Last weekend I finally managed to do a hike across the Potomac from Jones Point, in Alexandria, Virginia, across Wilson Bridge to The Awakening statue in National Harbor, Maryland. I originally planned the 6.4-mile hike for February 15th, and hoped to schedule a subsequent hike at a to-be-determined national park on Presidents’ Day, to take advantage of one of the National Park Service’s free entrance days. But as everyone in the eastern US knows, a heavy snowstorm hit a few days earlier, grounding many airline flights, covering the roads with snow and ice, and generally wrecking everyone’s Valentine’s Day plans. I postponed the hike until the following Saturday, February 22nd, and although the weather cleared, it was too late to come up with a big event on Monday to take advantage of the free entrance day. On Monday a friend phoned and rousted me out of my house for a 5-mile walk along Alexandria’s waterfront. Apart from the ice and snow on the ground, it was a beautiful, calm day and the Potomac River was like a sheet of glass.
The following Thursday I had an appointment at Walter Reed, so I thought to take an extra couple of hours’ time to reconnoiter the route for a 5-mike hike along Rock Creek, from Meadowbrook Local Park to the National Park Seminary and back, with an optional 1-mile excursion to Woodend Nature Sanctuary along the way. A good thing too, because while my plans looked good on paper, it soon became obvious they weren’t going to work. Meadowbrook Local Park proved to be an inadequate trailhead since it lacks public restrooms. (Unless you rent the building: $180 for 4 hours, plus a $150 deposit!) A herd of deer greeted me in Woodend Sanctuary, but I found out that its restrooms are locked on the weekend, too. Finally, the northern half of the route was an unpleasant mix of ice, snow and mud, so the hike as planned was just not going to happen.
The only good that came of the recon was confirmation that the National Park Seminary is well worth a visit. The site was an exclusive private girls’ school from 1894 to 1942 before being taken over by the U.S. Army for use as a rehabilitation facility for wounded soldiers. Since 2003 it is back in private hands, being renovated and restored to form the centerpiece for a residential neighborhood. The Seminary features a bewildering variety of sorority houses designed to resemble Swiss chalets, English castles, Italian villas and Japanese Pagodas. Dotting the grounds like pepper specks on your breakfast eggs are statues of Greek goddesses, lions, and even a statue of Hiawatha!
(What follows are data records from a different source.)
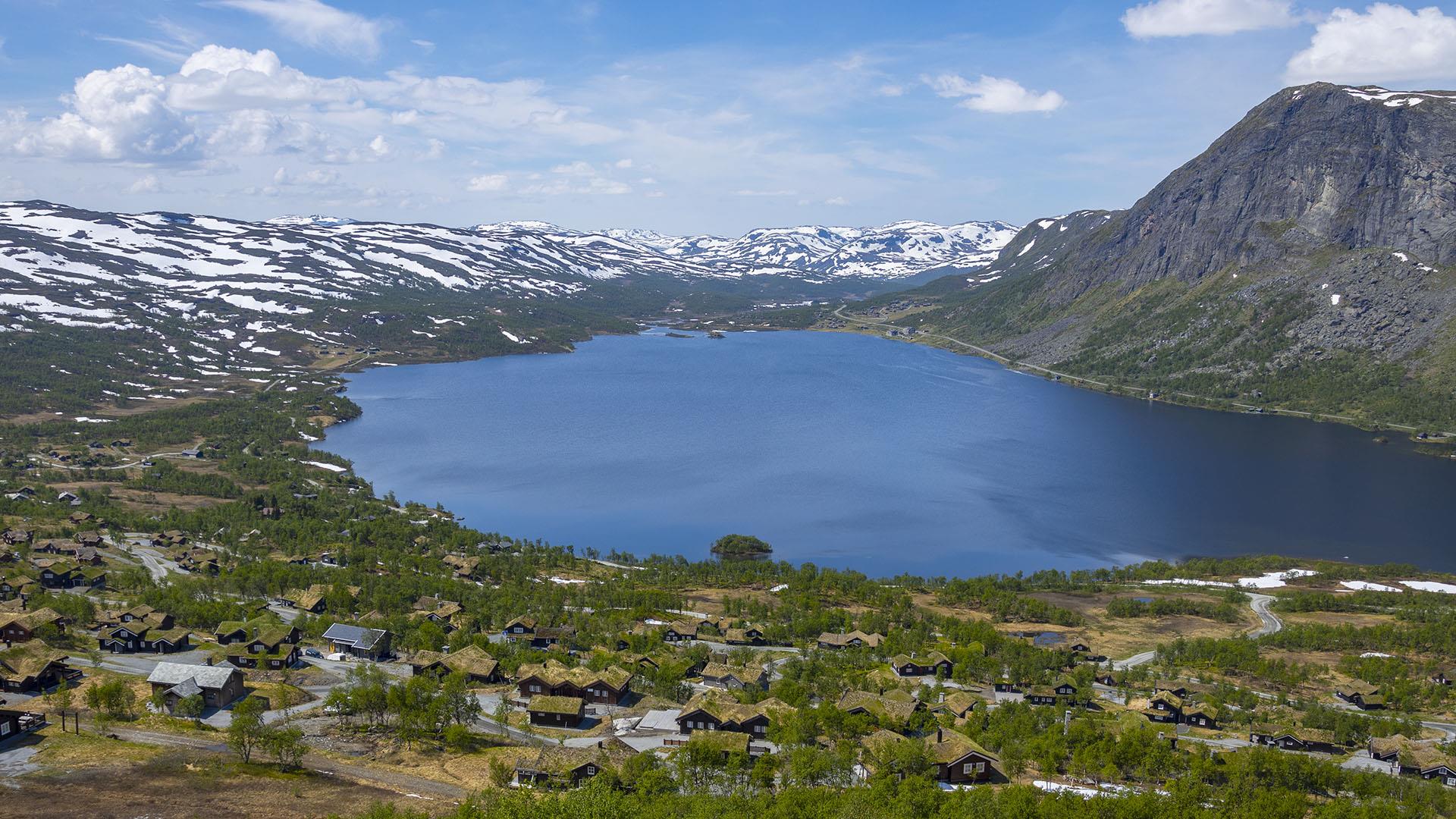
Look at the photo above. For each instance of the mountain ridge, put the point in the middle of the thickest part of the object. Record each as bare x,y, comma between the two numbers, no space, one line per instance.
1307,259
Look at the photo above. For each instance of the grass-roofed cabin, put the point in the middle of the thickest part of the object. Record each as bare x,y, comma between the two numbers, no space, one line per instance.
557,711
720,745
472,661
568,767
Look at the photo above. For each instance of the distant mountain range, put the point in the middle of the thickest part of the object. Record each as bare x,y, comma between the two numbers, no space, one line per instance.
209,297
1307,259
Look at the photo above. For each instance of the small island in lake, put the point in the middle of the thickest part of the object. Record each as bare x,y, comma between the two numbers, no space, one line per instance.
742,545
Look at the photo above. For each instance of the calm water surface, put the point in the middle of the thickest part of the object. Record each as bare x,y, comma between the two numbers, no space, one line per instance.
883,457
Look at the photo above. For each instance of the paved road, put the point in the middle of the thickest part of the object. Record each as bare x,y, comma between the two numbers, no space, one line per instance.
1269,624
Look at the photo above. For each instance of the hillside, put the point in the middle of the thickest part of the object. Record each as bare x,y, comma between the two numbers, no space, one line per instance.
124,308
1305,260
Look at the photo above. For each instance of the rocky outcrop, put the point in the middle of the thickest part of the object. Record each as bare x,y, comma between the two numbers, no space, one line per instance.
1310,246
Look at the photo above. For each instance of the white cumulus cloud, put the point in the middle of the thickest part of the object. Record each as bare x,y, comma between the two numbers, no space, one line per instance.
490,183
147,184
1386,42
993,95
118,114
1183,18
316,25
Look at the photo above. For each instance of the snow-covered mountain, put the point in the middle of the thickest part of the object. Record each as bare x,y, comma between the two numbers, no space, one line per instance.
79,267
201,303
896,251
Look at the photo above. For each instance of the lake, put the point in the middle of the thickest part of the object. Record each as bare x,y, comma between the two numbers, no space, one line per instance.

Needless to say, we just have to hike to this place!
Getting back to The Awakening, Saturday finally rolled around bright and sunny, and the hike across Wilson Bridge to National Harbor went off without a hitch. One item of note is that construction of the Capital Wheel has begun. When completed in May, the 175-foot Ferris wheel supposedly will offer scenic views of Washington DC, although you would have to have pretty good eyesight to make out any detail! Here’s a few photos, but there are a lot more taken by some of the hikers here.
The Nature Sanctuary looks like a good place to go except for the winter weather. Do you use a special foot gear to avoid slipping in icy condition?
Aside from hiking boots, no. If it’s too bad I’ll just change the route or wait for better conditions. I wouldn’t want any of the hikers to slip and fall!
The reason I am asking I saw some spiky thing that one can insert on a boots for icy condition. I am thinking of buying one just for city walking. Good thinking, John. Keeping your group safe.